Facebook has addressed some of the concerns, saying for instance that when a user wants to send a video or audio message the app turns on your camera or activates your audio controls for you, and that they would never do so without the user initiating the process, but it’s still a little creepy and overreaching for a chat program.

The most popular standalone chat service is the venerable WhatsApp, recently purchased by Facebook for $19 billion. It may be no coincidence that it’s no longer completely free either, charging you $0.99 cents a year after a first free year. It too supports sending text, pictures, video and voice messages over your internet connection, so there are no international charges or monthly text caps. It links to others using the service via their phone number, eliminating the need for usernames, passwords and pins. It also supports group chats.

Kik, another popular messaging app with 80 million users, touts all the features of WhatsApp, but remains free. Its main advantage is that it is more personal and private, requiring neither a phone number or email address, rather just a self-chosen user name. It also handles text, video, audio and video messages, as well as downloadable emoticons, and the ability to search YouTube. Its main advantage is its relative privacy, needing no personal information.

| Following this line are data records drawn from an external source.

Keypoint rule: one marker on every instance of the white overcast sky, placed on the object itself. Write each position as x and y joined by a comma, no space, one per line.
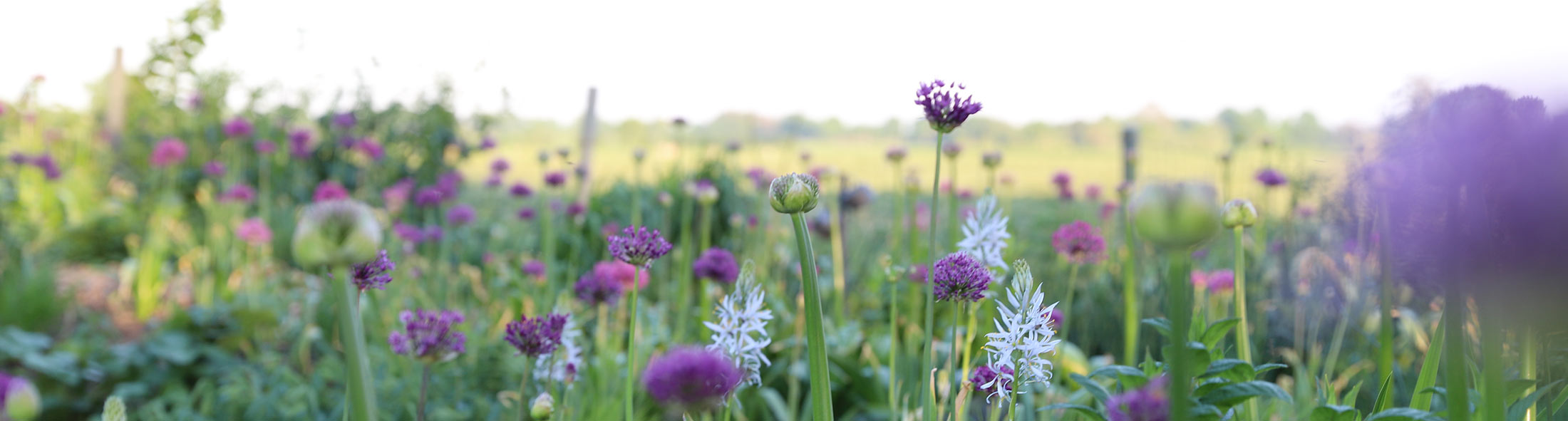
860,61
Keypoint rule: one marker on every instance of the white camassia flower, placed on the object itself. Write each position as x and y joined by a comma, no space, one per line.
567,360
985,232
1023,334
741,331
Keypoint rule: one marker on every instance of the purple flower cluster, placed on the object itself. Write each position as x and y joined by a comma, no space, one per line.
639,246
428,336
944,110
1079,243
537,337
693,379
961,277
716,265
373,274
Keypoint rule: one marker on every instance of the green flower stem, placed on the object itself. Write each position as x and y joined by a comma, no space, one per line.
1454,360
351,332
929,402
1178,306
816,345
631,340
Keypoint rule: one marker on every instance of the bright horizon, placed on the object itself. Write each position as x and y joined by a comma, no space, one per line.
1344,61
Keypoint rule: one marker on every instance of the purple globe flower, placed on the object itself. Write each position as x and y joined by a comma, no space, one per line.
460,215
1271,177
537,337
373,274
428,336
692,379
716,265
639,246
1079,243
944,110
237,128
961,277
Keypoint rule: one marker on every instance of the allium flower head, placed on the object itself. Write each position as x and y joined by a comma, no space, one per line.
537,337
1079,243
639,246
427,336
985,234
168,152
716,265
237,128
691,378
1024,336
944,110
961,277
741,329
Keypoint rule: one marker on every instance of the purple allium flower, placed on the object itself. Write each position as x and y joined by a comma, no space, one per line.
330,189
944,110
239,193
1271,177
693,379
168,152
554,179
254,232
537,337
237,128
534,268
961,277
428,336
1143,404
344,120
214,170
716,265
985,375
460,215
373,274
639,246
1079,243
594,290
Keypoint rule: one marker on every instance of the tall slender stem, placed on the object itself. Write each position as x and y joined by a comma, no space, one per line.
631,340
929,401
361,392
1457,380
816,345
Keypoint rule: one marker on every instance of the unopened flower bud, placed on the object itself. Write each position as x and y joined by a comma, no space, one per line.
794,193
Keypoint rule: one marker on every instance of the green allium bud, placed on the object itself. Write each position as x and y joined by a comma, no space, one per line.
794,193
336,234
543,407
1175,215
1239,213
115,409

Finally there is Snapchat. It is a relative newcomer, and is very popular with younger users. Its primary draw is that it allows the sharing of pictures and video clips, quickly and privately, which after being viewed delete themselves. Though the receiver can take a screen shot to retain the image, doing so triggers an automatic message to the sender.

There are other message programs, including video chat service Skype, IM+, Twitter, Go SMS, but the ones described above are the most widely used.

My choices

I find I use Facebook Messenger and WhatsApp most frequently, for my frequent international conversations, though I’ve just set up both a Kik account and a Snapchat account, the former to chat with friends spooked by Facebook Messenger and the latter for my children.

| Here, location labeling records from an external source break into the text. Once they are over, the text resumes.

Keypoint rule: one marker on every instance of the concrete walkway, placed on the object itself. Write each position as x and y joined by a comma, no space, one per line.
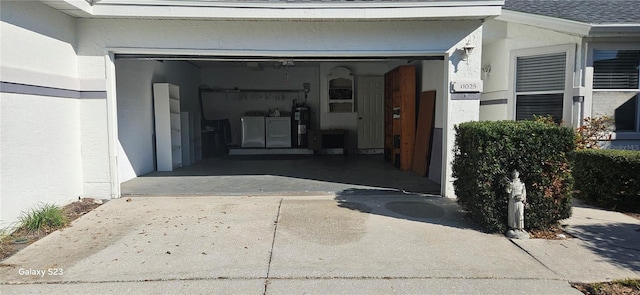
356,242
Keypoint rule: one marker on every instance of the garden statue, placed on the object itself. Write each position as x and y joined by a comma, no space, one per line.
517,199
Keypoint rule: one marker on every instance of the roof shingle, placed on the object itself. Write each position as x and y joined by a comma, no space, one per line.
586,11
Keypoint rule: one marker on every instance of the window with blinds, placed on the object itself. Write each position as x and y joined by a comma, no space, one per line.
616,69
540,86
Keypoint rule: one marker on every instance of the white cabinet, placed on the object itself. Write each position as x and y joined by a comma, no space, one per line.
166,99
340,82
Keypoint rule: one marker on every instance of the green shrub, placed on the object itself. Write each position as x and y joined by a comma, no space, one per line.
47,217
608,178
487,152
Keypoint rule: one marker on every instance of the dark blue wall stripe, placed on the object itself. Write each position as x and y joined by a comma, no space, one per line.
7,87
493,101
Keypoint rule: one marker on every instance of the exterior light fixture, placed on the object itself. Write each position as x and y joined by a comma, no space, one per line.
466,51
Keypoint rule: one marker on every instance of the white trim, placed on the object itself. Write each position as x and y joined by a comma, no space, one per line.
303,4
215,54
570,51
281,11
28,77
112,124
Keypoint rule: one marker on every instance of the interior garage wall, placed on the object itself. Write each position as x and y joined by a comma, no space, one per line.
233,106
432,72
134,82
39,103
347,121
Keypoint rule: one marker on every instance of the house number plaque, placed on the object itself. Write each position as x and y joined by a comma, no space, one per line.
466,86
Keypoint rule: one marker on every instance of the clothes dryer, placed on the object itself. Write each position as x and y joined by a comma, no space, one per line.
253,134
278,132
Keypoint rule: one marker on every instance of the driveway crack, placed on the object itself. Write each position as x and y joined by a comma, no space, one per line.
273,242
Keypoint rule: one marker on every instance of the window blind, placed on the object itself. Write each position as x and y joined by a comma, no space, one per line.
541,105
541,73
615,69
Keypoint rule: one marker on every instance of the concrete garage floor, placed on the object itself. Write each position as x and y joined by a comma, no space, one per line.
282,175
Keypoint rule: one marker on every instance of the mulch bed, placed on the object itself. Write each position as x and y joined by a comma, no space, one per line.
607,288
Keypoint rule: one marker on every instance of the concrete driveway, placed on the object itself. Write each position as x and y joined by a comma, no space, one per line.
356,242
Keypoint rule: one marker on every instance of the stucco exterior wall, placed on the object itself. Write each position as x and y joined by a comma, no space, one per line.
504,40
457,111
40,106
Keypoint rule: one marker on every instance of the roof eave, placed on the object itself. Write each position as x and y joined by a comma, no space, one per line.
570,26
278,11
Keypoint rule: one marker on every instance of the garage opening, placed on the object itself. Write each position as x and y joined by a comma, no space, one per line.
193,125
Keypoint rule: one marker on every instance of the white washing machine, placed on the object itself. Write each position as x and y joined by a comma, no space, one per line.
253,131
278,131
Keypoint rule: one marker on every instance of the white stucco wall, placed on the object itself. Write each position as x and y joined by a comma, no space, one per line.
134,80
39,117
504,40
458,111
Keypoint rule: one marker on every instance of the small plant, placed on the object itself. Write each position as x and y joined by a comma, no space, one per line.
592,131
631,283
46,218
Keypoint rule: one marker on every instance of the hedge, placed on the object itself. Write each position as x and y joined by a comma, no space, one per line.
486,153
608,178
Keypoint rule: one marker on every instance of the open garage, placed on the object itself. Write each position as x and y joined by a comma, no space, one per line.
332,110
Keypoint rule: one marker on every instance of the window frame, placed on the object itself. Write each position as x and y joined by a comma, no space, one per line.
570,54
590,63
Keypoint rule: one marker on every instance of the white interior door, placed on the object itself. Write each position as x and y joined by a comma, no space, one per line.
370,104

But I still miss real phone calls and vocal communication. It could be said that text messaging is good for young people, in that it helps improve their writing skills, but this is just not so. Texting has spawned a new language of shorthand phrases such as LOL and BRB and BTW as well as the use of short phrases and lack of such needless niceties as salutations and fond farewells, harking back to the days when the SMS was the only game in town, which restricted the sender to 122 characters.

Digression

I lived in Fredericksburg, Virginia for many years, site of seven major battles. The battlefields are mostly well preserved and there are several excellent museums. Many of these contain displays of personal correspondence between the mostly young and by today’s standards uneducated soldiers and their families, sweethearts and wives.

The quality of the writing of the vast majority is very high, very vivid and often lyrical and felicitous. The museum curators explained that letter writing back then was more than just simple communication; it was the sole form of communication over distance and as such much value was placed on one’s skill in the use of vivid, expressive, and artful command of language.

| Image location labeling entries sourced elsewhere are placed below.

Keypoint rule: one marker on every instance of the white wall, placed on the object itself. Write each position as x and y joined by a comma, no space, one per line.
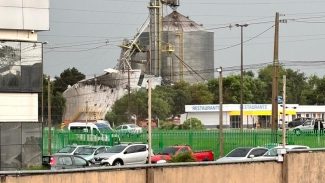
24,14
20,107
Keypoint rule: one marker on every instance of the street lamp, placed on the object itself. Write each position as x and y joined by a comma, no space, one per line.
241,73
221,140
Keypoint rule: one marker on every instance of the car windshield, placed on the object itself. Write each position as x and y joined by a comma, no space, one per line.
271,152
86,150
239,152
170,150
68,149
103,127
116,149
133,126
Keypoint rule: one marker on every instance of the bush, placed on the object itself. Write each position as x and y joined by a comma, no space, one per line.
192,123
182,157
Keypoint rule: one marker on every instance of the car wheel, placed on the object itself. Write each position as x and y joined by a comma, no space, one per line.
118,163
297,132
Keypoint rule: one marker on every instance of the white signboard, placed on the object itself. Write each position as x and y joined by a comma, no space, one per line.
18,107
24,14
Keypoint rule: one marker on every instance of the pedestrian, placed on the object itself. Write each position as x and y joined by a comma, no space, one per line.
321,126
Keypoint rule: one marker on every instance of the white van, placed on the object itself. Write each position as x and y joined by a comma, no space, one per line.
94,132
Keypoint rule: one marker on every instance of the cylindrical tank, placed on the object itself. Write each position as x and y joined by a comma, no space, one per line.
187,51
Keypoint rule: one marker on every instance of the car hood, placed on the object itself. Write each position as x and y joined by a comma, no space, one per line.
62,154
230,159
298,127
87,157
105,155
158,157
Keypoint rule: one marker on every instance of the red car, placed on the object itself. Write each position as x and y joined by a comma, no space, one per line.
170,151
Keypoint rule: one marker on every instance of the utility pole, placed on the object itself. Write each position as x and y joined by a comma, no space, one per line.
284,111
149,120
241,73
86,112
49,115
129,95
155,8
221,139
275,76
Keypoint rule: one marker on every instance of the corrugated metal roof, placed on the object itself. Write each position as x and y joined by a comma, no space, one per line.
178,22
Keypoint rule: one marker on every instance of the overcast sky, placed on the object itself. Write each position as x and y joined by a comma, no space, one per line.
86,33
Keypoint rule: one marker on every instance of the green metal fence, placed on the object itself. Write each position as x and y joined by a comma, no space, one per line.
198,140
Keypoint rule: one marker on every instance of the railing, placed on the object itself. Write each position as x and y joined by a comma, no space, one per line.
197,139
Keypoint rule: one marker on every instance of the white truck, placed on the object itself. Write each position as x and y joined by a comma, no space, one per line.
123,154
94,133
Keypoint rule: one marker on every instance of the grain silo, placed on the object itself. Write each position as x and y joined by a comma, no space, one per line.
187,51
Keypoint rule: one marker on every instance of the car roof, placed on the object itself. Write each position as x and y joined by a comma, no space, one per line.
292,146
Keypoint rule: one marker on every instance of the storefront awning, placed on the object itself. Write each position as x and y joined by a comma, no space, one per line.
261,113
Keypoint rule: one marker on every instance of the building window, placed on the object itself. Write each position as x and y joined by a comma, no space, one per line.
234,121
20,67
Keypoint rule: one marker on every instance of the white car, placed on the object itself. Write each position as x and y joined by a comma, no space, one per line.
242,154
307,126
123,154
129,129
274,151
71,149
88,153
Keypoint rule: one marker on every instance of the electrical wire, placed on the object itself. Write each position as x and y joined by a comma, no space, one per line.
254,37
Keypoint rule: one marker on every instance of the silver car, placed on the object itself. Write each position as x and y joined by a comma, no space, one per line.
242,154
89,153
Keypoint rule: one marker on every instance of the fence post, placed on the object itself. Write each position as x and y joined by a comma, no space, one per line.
190,138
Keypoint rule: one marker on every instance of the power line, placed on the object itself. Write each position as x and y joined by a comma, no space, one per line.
254,37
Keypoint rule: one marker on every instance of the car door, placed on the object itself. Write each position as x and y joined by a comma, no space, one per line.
308,126
79,162
257,152
141,154
129,155
63,162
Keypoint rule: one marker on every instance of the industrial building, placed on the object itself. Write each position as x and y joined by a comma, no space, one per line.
254,115
21,73
187,51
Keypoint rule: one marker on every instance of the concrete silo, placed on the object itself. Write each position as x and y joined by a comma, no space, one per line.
187,51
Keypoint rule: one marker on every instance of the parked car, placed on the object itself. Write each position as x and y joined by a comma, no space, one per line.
94,132
62,161
297,122
168,152
71,149
307,126
243,153
88,153
129,129
123,154
274,151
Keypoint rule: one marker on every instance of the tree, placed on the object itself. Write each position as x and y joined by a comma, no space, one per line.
57,103
192,123
67,77
295,86
200,94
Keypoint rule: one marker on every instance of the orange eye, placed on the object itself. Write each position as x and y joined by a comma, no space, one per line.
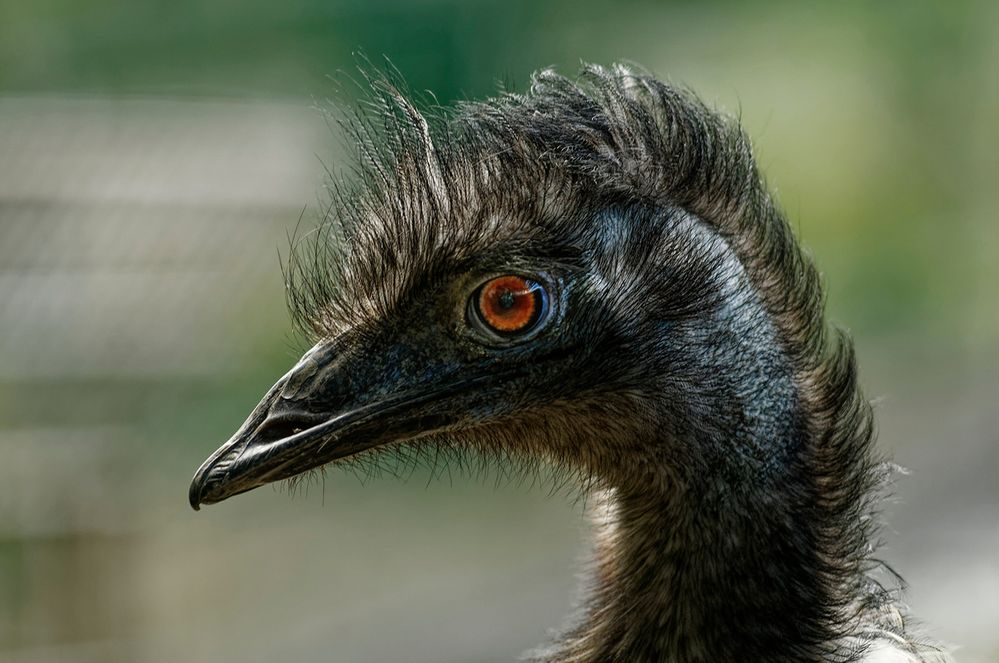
510,304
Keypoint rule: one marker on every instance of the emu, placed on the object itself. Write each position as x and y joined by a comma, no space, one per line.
593,276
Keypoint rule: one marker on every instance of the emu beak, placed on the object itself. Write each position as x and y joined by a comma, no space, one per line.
316,414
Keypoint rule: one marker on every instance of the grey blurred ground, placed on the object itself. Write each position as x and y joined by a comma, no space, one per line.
141,315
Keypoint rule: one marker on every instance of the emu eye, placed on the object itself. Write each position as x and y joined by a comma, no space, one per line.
508,305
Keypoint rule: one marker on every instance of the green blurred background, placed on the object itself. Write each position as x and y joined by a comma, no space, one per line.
153,156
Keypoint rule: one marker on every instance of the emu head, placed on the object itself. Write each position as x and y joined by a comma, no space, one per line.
570,276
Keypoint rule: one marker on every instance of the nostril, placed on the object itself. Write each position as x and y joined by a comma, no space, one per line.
277,427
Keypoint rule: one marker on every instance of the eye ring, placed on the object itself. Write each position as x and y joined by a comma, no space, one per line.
508,306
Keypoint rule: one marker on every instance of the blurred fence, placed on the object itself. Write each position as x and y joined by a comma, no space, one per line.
138,241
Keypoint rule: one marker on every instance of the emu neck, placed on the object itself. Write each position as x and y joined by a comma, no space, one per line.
701,575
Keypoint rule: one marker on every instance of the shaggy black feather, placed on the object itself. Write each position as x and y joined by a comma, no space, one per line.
689,384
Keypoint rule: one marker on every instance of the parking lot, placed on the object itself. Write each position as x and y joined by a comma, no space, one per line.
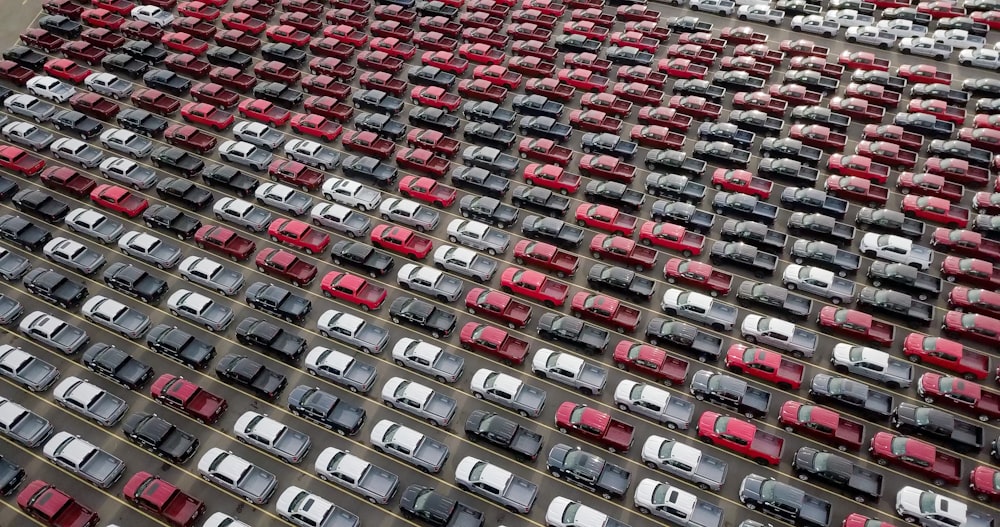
114,510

Such graceful use of the written word is lost today. I don’t blame the technology, but writing with skill and style is mostly a lost art. I blame the schools, which have largely abandoned the teaching of grammar, vocabulary and writing in general.

It is indeed ironic that as there is growing use of the written word to communicate once more, there is so little value placed on doing it well.

But this is merely a personal observation, which my editor may cut from this piece as irrelevant to the subject of chat programs.

The ones I’ve described here are actually all equally competent at texting; they vary mostly in their privacy provisions and their ability to handle nonverbal content. I would recommend all or any of them equally, depending on your personal needs and the importance you place on privacy.